Thanks for the responses.
@borpin UFH doesn’t have a blended manifold, runs at same temp as rest of pipes. I’ve fitted auto-balancing actuators https://www.wundatrade.co.uk/shop/home/quick-shop/wundatherm-quick-shop/controls-quickshop/actuator-auto-balancing/ which claim to give a 7C delta. Watching the heatpump F&R temps seem to confirm they are doing this.
Yes, I suspect the property has air leaks, and I don’t think the uPVC is the worlds highest quality either. One thing I did before I moved in was seal under every skirting board → floor as this is a big source of drafts (and also makes carpet edges dirty). I think this made a decent difference as you could really feel cold air coming in there.
Buffer tanks seem contentious, with some people advocating for them and others designing them out. I’ve considered a few times putting one in but have instead tried to match the emitter output to heatpump output by better zoning.
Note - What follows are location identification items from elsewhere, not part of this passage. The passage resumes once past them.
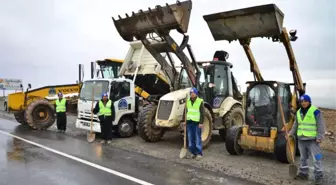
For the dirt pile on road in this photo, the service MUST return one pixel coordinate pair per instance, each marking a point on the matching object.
(329, 116)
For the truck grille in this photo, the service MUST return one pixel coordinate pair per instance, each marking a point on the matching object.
(165, 108)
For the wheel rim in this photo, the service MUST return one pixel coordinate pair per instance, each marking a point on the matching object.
(206, 129)
(125, 127)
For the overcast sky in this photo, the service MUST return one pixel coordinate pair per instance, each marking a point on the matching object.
(43, 41)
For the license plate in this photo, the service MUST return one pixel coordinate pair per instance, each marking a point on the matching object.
(86, 124)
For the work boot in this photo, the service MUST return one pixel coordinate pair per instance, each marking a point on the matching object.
(190, 156)
(318, 180)
(301, 176)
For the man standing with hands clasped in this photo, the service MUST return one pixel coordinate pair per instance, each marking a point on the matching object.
(61, 104)
(106, 115)
(195, 112)
(309, 127)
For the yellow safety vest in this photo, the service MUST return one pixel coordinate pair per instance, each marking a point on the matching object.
(105, 110)
(307, 127)
(193, 110)
(60, 105)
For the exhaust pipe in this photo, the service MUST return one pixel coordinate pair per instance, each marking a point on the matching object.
(160, 20)
(257, 21)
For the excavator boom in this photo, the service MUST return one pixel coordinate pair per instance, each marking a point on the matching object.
(258, 21)
(161, 20)
(244, 24)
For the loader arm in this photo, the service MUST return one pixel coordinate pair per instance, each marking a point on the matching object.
(258, 21)
(253, 64)
(161, 20)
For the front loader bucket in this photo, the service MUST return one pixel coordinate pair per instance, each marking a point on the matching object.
(161, 20)
(257, 21)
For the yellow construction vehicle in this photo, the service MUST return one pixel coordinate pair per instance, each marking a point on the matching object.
(35, 107)
(213, 78)
(263, 130)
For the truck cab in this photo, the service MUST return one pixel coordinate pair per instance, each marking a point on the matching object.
(124, 81)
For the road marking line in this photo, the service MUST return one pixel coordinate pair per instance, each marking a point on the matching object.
(136, 180)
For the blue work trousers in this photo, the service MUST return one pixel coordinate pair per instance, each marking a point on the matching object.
(194, 138)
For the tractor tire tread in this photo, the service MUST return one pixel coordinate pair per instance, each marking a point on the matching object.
(30, 119)
(144, 125)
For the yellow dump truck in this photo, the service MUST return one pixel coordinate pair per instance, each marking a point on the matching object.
(36, 107)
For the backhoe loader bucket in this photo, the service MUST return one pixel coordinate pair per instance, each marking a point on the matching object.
(257, 21)
(161, 19)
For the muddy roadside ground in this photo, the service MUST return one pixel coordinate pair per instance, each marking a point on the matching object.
(256, 166)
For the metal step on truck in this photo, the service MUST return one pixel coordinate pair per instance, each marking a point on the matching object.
(120, 80)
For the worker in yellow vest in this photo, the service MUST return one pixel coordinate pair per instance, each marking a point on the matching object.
(61, 104)
(195, 113)
(106, 115)
(309, 127)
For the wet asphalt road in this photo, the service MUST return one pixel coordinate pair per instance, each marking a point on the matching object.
(22, 162)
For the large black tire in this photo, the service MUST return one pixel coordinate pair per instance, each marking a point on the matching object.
(232, 138)
(40, 114)
(233, 117)
(281, 150)
(147, 129)
(207, 128)
(19, 117)
(126, 127)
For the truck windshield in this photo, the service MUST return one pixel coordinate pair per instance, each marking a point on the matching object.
(110, 71)
(86, 91)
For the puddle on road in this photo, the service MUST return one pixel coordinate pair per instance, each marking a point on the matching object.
(17, 150)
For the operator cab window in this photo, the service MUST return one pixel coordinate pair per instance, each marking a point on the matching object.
(220, 80)
(99, 88)
(261, 106)
(285, 97)
(184, 79)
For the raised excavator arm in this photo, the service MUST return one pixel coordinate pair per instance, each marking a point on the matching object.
(259, 21)
(247, 23)
(161, 20)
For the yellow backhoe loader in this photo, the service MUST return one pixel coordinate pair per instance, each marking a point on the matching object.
(36, 107)
(263, 130)
(213, 78)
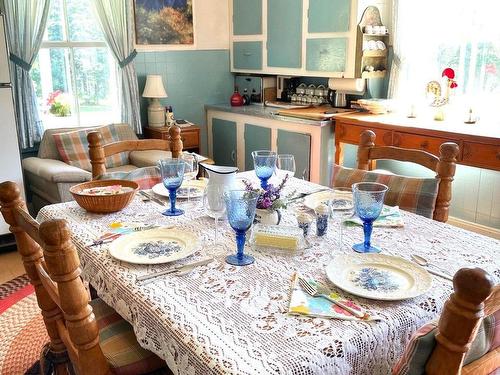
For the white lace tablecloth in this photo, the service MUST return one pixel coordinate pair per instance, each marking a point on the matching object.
(225, 319)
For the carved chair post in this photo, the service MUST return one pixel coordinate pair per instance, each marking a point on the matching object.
(96, 153)
(366, 142)
(175, 141)
(31, 253)
(63, 266)
(445, 170)
(459, 321)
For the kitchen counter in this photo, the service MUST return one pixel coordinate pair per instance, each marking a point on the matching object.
(258, 110)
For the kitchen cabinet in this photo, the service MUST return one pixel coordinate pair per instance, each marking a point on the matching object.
(247, 55)
(329, 16)
(284, 33)
(224, 142)
(256, 138)
(247, 17)
(296, 37)
(298, 145)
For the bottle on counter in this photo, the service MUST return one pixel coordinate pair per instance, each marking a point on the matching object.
(236, 98)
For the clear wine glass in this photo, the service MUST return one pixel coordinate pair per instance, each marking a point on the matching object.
(342, 208)
(240, 206)
(213, 201)
(190, 171)
(285, 166)
(368, 203)
(264, 163)
(172, 174)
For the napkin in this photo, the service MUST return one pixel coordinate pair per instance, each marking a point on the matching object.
(389, 217)
(302, 303)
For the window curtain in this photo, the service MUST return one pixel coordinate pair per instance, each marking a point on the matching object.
(116, 20)
(25, 26)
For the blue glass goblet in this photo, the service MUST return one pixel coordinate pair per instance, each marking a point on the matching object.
(264, 164)
(240, 208)
(172, 174)
(368, 202)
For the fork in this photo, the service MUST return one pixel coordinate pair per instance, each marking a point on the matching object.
(313, 292)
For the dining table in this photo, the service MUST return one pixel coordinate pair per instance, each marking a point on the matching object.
(224, 319)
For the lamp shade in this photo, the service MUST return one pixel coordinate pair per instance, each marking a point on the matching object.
(154, 87)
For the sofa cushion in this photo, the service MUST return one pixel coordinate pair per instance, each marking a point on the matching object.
(148, 158)
(73, 147)
(423, 341)
(417, 195)
(146, 177)
(119, 344)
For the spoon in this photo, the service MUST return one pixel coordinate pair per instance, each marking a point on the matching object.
(423, 262)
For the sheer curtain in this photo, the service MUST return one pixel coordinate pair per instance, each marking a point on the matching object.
(116, 20)
(25, 25)
(430, 36)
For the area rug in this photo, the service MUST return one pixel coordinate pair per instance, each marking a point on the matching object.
(22, 332)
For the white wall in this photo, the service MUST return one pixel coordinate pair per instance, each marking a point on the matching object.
(211, 28)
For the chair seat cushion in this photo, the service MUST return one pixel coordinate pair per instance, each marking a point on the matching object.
(423, 341)
(417, 195)
(119, 344)
(146, 177)
(73, 147)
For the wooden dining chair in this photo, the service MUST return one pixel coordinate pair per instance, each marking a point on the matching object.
(428, 197)
(461, 335)
(98, 151)
(88, 337)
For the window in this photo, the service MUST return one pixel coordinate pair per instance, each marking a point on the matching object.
(460, 34)
(74, 74)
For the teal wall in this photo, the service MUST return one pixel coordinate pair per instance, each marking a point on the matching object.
(191, 79)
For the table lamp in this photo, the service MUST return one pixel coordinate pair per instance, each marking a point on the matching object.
(154, 90)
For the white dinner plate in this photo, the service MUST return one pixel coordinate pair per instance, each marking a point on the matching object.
(197, 188)
(378, 276)
(155, 246)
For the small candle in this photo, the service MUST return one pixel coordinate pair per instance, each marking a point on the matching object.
(322, 213)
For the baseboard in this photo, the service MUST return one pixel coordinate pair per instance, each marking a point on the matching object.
(474, 227)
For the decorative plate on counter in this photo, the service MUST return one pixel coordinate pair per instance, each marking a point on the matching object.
(378, 276)
(155, 246)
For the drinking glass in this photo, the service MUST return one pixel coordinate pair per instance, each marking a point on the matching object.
(264, 163)
(213, 200)
(240, 206)
(285, 166)
(172, 174)
(190, 170)
(341, 207)
(368, 203)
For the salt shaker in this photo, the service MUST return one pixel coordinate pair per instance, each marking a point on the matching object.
(304, 220)
(322, 213)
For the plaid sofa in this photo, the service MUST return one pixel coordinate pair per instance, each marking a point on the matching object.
(48, 178)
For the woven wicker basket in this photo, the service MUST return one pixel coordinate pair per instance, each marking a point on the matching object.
(103, 204)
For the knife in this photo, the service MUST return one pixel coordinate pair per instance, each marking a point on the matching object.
(177, 269)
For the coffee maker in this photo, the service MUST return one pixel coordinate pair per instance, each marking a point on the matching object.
(285, 87)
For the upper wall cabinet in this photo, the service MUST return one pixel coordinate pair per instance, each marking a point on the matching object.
(297, 37)
(247, 17)
(284, 33)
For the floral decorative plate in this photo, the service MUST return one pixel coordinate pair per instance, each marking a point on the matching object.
(197, 188)
(155, 246)
(378, 276)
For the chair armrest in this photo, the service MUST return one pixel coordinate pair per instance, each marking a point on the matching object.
(55, 170)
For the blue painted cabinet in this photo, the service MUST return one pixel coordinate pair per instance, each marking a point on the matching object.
(247, 55)
(299, 145)
(224, 142)
(329, 16)
(247, 17)
(256, 138)
(284, 33)
(326, 54)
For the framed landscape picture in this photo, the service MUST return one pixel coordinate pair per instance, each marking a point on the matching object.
(163, 22)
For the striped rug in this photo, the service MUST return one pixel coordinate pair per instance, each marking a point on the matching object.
(22, 332)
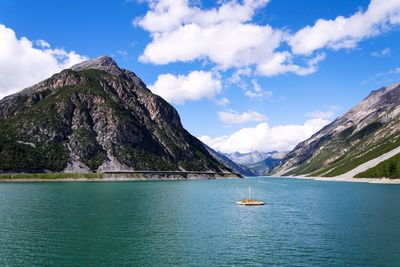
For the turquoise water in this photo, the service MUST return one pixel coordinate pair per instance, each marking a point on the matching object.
(196, 223)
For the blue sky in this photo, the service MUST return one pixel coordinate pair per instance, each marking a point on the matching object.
(326, 70)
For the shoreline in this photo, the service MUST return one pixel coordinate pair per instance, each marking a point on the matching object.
(112, 177)
(346, 179)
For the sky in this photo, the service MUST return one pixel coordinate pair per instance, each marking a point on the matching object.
(244, 75)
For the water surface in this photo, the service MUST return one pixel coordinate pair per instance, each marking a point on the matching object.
(196, 223)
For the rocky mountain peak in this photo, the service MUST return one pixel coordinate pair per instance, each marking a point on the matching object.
(104, 63)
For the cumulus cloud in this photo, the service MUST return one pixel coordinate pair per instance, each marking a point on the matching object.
(227, 35)
(382, 53)
(233, 117)
(224, 35)
(223, 101)
(257, 92)
(24, 63)
(265, 138)
(346, 32)
(194, 86)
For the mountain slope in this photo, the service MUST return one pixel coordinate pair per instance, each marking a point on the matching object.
(265, 166)
(96, 117)
(249, 158)
(367, 131)
(243, 170)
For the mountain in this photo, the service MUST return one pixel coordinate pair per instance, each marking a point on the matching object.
(96, 116)
(361, 138)
(243, 170)
(265, 166)
(249, 158)
(259, 163)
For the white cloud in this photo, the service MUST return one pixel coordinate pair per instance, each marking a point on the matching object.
(386, 77)
(194, 86)
(24, 63)
(265, 138)
(320, 114)
(224, 35)
(382, 53)
(232, 117)
(227, 36)
(223, 101)
(344, 32)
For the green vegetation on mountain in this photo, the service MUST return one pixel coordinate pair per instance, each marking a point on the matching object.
(369, 130)
(96, 117)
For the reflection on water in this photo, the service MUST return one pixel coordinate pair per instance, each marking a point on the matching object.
(197, 223)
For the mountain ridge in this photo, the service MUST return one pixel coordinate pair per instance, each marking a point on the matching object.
(96, 116)
(366, 131)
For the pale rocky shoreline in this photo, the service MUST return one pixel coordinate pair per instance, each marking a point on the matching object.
(114, 178)
(348, 179)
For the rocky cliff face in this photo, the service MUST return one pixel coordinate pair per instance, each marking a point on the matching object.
(368, 130)
(96, 116)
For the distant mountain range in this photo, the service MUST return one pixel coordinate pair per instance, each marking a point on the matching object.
(364, 142)
(238, 168)
(97, 117)
(255, 163)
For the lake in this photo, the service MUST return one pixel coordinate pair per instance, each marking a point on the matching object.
(197, 223)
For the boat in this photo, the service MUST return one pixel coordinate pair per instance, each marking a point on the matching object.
(249, 201)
I don’t want the upheaval or really want to give up the space needed for one.
@dMb Thanks for these suggestions. I’ve thought long and hard about COP, and ended up with your conclusion. The heatpump may take slightly more power running at night due to temp, but this is vastly out weighed by the cost of on-peak electricity.
I think you’re right on the weather forecast, for both avoiding unnecessary heating and also the likelihood of having PV energy to use. Doing this in practice may be difficult (matching the PV prediction), due to so many variables (temp inside and out, sun brightness, duration etc)
I’ll continue my experiment, tried for first time last night. Sod’s law though, while I haven’t called for heat once today, that’s more likely due to the outside being 15C and sun in the sky rather than floor pre-charging.
If you or anyone has any further thoughts or experiences, please let me know.
I’d also considered the idea of just let the heatpump run at lowest LTW with weather comp 24/7, but the lowest power this thing will consume in any circumstance is 1.3Kw, which would mean around £10 a day.
The problem with the LWT being too low is the rads KW output drops drastically leading to 10 minute cycling on the ASHP as it can’t dissipate approx 5Kw of heat minimum output. Upping the temp to 40C allows the rads to dissipate more at no increased power input (as the ASHP can’t output less heat - unless it’s really cold outside and I’d want higher LWT anyway).